Interestingly, mice with allelic loss of Becn2 have a metabolic phenotype not shared by mice with allelic loss of Becn1, even though Becn1 +/− mice are more deficient in autophagy [9]. Becn2 heterozygous-deficient mice have increased brain levels of CB1R [9] and, consistent with the known effects of excessive CB1R signaling [89], have increased food intake, obesity, impaired glucose tolerance, and decreased insulin sensitivity [9]. These findings suggest that Beclin 2-mediated lysosomal degradation of CB1R, and potentially other GPCRs, may be important in vivo in preventing diseases caused by excessive GPCR signaling. Indeed, the genetic locus that contains human Beclin 2, chromosome 1q43, has been linked to obesity and diabetes in multiple ethnic populations [9], warranting further investigation of a possible role for Beclin 2 as a regulator of body weight and glucose homeostasis in humans.

Therapeutic potential of Beclin 1-derived autophagy activation

Given the broad involvement of autophagy in defense against infection, neurodegenerative disorders, diabetes, cancer, and aging, agents that specifically induce autophagy may have wide therapeutic applications [5]. Proof-of-principle for the concept that enhanced Beclin 1 activity may be therapeutically beneficial is provided by rodent Becn1 gene therapy studies that have shown a protective effect in different neurodegenerative diseases (α-synuclein models of Parkinson's disease, spinocerebellar ataxia type 3 disease), cystic fibrosis, K-ras-driven lung tumors, and collagen VI muscular dystrophies [5]. Moreover, the central role of Beclin 1 as a rate-limiting protein in autophagy initiation that is tightly regulated by protein–protein interactions and post-translational modifications provides a unique opportunity to translate knowledge gained from mechanistic studies of its regulation into new therapeutic approaches. Several drugs already in clinical use may activate autophagy at the level of Beclin 1 through disrupting Bcl-2/Beclin 1 interactions, inhibiting Akt, inhibiting EGFR and HER2 (human epidermal growth factor 2), or activating AMPK, and with recent advances in understanding the precise molecular of Beclin 1 regulation it should be possible to design even more specific activators in the future.

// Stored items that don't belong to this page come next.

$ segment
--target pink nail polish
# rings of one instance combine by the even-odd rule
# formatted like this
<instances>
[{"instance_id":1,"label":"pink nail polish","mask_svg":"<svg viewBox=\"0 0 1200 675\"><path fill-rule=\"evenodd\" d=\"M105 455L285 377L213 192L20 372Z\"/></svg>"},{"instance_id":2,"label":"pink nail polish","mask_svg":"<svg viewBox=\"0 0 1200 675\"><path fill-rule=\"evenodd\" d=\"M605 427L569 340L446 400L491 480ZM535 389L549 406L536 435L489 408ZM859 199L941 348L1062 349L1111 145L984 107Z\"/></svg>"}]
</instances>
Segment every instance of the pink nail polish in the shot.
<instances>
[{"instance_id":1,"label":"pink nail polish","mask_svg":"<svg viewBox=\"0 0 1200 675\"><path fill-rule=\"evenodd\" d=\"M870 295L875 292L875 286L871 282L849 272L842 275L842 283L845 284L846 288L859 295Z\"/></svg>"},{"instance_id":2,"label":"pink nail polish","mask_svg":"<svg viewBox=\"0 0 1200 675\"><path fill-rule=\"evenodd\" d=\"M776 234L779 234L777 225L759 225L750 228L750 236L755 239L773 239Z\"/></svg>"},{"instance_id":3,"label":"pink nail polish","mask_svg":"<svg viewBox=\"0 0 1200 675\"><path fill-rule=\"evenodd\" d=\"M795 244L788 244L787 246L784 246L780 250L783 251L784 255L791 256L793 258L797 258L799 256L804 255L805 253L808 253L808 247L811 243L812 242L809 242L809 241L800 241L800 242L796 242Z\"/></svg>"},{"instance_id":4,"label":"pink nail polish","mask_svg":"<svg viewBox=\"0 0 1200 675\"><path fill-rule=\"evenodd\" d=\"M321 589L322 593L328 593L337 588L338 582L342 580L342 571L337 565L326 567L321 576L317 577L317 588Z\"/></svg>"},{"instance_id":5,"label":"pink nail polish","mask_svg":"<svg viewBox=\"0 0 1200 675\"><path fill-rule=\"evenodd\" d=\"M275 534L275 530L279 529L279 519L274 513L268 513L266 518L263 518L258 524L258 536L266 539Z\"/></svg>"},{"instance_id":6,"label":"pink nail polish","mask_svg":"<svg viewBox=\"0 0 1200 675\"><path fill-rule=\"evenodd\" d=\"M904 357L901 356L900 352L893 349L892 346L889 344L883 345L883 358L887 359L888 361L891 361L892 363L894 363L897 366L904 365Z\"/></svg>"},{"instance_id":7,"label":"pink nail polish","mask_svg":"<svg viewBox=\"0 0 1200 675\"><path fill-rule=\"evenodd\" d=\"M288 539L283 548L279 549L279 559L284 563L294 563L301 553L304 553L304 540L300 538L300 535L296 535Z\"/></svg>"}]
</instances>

Another therapeutic strategy for increasing autophagy by increasing Beclin 1 function has emerged from the identification of a cell permeable peptide, Tat-Beclin 1, composed of 18 amino acids from the BARA domain of Beclin 1, that likely induces autophagy by competitively disrupting the binding of endogenous Beclin 1, and a newly identified negative regulator, the Golgi-associated plant pathogenesis-related protein 1 (GAPR-1, also known as GLIPR2) [90]. Tat-Beclin 1 decreases the accumulation of polyglutamine expansion protein aggregates and the replication of several pathogens (including HIV-1) in vitro, and reduces the mortality of mice infected with chikungunya virus or West Nile virus. Thus, this autophagy-inducing peptide (or derivatives thereof) may have potential efficacy in the treatment of human diseases.

Concluding remarks

Significant recent progress has been made in understanding the architecture of Beclin 1/PI3KC3 complexes, the functional diversity of Beclin 1 and Beclin 2 in different membrane trafficking events, and the stress-induced signaling events that alter the conformation and function of Beclin 1/PI3KC3 complexes. An emerging principle is that different upstream trafficking events, including endocytic maturation, phagosomal maturation, autophagosomal biogenesis, and endolysosomal GPCR protein sorting, which converge at the stage of lysosomal degradation, may all involve protein complexes that contain either Beclin 1 (and associated subunits in the PI3KC3 complex) or Beclin 2. The complex integration of cell signaling molecules that regulate these complexes and their functional outputs is likely to be essential for a wide range of physiological processes.